There are two sizes. The Swift boasts two 6-inch mirrors that result in an apparent view that should fall between that seen by a 10 to 12-inch professional telescope. Meanwhile, the Drifter flaunts two 8-inch f/5 primary mirrors that combine ultra-wide 30x views with the light-gathering ability of a 12 to 16-inch professional telescope.

Did you hear what I just said (well, see what I just wrote)? Looking through a 12 to 16-inch telescope would be awesomely amazing!

Imagine gazing at the Andromeda galaxy through your Drifter space binoculars (Click image to see a larger version — Image source: analogsky.co)

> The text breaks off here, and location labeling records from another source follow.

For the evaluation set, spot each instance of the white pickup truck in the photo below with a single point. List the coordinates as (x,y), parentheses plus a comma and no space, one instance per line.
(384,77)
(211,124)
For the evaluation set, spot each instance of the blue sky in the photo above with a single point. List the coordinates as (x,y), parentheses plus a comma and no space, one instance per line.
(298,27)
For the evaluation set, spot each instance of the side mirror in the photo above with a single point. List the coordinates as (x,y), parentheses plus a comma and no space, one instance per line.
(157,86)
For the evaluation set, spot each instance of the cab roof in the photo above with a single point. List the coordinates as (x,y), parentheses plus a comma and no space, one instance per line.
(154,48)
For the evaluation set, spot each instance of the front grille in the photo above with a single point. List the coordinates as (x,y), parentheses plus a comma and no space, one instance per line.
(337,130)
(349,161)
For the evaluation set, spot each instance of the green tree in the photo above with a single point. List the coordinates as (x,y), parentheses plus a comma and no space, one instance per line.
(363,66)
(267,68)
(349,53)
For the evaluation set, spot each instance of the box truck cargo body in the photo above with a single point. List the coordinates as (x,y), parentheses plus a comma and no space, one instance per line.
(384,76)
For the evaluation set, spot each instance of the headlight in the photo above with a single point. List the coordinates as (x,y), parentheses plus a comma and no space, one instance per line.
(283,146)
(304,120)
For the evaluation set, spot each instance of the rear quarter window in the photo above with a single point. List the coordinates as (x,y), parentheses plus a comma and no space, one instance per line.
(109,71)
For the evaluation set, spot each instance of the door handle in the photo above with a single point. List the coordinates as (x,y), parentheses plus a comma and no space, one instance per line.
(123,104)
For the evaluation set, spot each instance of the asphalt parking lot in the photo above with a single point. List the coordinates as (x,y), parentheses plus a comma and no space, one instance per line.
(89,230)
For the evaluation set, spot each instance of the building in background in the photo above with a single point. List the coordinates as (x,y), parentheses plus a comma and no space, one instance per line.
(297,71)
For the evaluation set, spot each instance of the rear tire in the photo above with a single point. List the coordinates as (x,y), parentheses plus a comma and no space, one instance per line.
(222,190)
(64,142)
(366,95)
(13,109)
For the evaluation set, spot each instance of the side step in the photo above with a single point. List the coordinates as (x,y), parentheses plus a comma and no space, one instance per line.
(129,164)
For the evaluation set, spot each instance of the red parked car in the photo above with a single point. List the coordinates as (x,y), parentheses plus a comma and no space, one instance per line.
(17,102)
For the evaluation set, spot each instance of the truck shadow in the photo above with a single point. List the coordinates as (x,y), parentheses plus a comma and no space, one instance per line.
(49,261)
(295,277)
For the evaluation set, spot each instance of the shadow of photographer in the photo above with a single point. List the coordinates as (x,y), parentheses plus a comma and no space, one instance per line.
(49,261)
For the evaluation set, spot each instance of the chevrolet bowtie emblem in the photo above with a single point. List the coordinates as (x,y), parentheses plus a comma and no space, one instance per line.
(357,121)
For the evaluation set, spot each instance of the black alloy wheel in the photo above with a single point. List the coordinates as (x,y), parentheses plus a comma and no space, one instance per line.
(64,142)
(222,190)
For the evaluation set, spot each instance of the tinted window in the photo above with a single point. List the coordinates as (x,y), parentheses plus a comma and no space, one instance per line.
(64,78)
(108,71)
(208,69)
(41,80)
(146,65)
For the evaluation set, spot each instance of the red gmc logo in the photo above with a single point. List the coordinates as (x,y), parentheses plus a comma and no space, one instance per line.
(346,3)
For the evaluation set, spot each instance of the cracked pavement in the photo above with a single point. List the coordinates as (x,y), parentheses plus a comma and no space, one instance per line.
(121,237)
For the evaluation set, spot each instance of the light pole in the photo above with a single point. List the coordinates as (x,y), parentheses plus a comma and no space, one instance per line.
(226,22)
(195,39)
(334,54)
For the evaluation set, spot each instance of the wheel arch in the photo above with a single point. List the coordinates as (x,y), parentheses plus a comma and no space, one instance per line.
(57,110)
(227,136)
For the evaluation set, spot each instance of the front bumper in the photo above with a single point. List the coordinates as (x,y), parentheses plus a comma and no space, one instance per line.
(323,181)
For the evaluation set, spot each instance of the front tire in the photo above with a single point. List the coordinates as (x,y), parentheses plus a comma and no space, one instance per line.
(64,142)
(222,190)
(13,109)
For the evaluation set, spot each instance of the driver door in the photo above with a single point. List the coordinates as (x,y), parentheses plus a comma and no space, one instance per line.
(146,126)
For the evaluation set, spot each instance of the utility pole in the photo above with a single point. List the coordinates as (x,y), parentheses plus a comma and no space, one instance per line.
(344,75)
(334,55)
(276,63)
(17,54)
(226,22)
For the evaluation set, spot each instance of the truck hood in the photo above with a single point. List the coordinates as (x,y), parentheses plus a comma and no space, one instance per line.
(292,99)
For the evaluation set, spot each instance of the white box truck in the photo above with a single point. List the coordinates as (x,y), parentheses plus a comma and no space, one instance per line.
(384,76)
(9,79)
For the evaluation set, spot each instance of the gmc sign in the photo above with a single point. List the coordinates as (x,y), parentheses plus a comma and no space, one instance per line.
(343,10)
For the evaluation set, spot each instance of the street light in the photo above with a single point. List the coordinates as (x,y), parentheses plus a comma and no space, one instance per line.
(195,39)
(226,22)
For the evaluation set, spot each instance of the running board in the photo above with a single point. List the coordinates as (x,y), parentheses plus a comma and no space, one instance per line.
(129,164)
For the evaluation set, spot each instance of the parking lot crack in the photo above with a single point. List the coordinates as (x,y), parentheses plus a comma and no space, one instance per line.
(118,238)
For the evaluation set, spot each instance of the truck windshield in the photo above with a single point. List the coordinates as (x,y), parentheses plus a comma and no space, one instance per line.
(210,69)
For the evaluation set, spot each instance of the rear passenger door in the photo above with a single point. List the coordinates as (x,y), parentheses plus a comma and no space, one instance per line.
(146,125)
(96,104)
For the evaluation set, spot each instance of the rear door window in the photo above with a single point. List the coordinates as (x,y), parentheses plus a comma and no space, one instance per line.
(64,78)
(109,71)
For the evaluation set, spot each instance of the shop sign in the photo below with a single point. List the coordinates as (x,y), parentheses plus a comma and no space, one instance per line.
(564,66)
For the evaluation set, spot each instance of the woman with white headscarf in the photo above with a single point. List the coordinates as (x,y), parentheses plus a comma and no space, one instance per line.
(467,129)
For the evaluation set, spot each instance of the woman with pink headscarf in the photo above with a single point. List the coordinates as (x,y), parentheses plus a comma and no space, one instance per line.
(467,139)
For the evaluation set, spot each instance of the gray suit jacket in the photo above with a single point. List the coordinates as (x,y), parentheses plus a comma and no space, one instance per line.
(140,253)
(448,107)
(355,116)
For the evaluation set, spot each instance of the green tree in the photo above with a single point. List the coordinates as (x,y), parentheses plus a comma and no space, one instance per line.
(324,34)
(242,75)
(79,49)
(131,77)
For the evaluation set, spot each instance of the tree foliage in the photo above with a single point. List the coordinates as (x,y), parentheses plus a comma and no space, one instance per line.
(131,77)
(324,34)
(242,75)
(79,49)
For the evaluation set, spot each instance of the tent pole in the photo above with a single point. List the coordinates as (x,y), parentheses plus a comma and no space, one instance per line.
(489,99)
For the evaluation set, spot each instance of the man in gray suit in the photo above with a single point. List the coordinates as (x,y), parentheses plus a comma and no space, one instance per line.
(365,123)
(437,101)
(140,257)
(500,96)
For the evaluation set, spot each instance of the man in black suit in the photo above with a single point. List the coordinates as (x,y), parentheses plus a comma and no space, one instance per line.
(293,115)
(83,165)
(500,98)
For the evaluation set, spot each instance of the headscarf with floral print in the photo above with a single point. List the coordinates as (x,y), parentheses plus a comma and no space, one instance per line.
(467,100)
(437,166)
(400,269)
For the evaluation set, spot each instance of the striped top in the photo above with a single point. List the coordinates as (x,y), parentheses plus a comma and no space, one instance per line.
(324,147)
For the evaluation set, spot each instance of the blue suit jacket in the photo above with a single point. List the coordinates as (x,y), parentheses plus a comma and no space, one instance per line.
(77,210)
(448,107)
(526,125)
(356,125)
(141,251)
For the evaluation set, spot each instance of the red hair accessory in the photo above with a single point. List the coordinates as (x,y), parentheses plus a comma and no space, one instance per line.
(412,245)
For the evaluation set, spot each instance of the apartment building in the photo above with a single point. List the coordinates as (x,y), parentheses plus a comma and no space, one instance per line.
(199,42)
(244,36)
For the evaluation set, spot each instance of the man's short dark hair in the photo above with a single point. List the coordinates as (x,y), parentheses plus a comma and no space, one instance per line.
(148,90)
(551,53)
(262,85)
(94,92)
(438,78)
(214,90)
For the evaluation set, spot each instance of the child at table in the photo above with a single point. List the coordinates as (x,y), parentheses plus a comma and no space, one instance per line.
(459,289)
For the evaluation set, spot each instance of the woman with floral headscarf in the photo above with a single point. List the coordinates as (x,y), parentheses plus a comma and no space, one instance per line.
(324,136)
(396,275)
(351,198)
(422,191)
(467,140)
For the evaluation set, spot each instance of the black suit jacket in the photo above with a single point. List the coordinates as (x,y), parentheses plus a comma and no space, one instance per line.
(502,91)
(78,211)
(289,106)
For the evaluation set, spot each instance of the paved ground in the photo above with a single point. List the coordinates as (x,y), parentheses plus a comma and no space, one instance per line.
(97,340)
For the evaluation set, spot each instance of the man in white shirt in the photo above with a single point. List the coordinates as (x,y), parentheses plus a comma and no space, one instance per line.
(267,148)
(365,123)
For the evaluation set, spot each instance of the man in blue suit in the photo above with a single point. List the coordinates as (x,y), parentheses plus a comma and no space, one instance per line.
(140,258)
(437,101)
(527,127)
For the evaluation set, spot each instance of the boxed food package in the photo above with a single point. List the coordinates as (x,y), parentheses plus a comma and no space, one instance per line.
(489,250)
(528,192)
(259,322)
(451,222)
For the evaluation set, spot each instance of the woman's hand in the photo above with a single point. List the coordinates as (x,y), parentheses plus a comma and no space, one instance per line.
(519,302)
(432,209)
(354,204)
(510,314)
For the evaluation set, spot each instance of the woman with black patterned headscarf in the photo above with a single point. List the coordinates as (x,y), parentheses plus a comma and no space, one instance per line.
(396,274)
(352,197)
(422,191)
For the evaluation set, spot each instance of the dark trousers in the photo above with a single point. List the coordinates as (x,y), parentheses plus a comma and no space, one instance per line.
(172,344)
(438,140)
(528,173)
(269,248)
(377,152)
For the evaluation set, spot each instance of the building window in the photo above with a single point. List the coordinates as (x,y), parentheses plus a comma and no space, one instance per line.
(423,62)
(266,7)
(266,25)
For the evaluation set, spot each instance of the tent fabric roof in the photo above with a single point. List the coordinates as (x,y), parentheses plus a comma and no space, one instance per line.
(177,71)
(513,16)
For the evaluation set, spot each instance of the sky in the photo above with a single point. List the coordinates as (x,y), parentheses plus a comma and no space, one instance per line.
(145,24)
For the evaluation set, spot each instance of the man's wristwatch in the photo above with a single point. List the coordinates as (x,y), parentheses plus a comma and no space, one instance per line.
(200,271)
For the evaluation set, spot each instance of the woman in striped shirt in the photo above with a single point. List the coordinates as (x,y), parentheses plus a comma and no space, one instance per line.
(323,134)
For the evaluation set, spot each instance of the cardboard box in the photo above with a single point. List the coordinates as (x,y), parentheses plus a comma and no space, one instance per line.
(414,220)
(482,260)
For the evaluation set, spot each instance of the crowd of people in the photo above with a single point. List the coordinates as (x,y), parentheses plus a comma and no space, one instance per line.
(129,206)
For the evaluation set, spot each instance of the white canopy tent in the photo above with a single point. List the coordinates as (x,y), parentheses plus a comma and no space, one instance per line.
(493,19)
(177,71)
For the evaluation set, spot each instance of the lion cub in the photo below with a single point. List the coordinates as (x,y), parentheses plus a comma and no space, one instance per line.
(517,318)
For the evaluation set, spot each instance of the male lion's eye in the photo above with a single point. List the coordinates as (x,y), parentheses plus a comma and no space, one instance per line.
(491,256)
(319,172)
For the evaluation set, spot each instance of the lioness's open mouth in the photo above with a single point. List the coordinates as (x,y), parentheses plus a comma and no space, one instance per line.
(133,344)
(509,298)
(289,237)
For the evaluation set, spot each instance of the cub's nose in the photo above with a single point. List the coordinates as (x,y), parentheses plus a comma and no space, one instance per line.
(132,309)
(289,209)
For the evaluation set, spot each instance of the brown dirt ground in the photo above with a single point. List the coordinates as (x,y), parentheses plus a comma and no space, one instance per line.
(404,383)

Actually, looking through binoculars that provide the light-gathering ability of a 12 to 16-inch telescope would be much more awesomely amazing than looking through the telescope itself. When you are viewing things through a telescope, you can use only one eye while keeping your other eye scrunched up and tightly closed. By comparison, when you are viewing things through binoculars, you can look with both eyes wide open and without strain. In addition to allowing you to observe longer, you can also see more detail because your brain combines the light detected by each eye into one brighter, higher-contrast image.

In addition to the Indiegogo project page, you should also visit the Analog Sky website, which, among other things, compares looking at the Andromeda galaxy using an electronic telescope, a typical 8-inch telescope (which would be an amazing beast to own in its own right), and the Drifter.

Now I’m wondering what it would be like to look at the Earth’s moon using the Drifter… and Mars… and Jupiter and Saturn and their moons, and…

Jay tells me that he’s an early adopter of this Indiegogo project. I believe he’s opted for a Swift with its dual 6-inch mirrors. All I can say is that I cannot wait for him to take delivery and tell me what it’s like to look at the night sky through this bodacious beauty. How about you? Are you, like me, lusting over these awesome devices?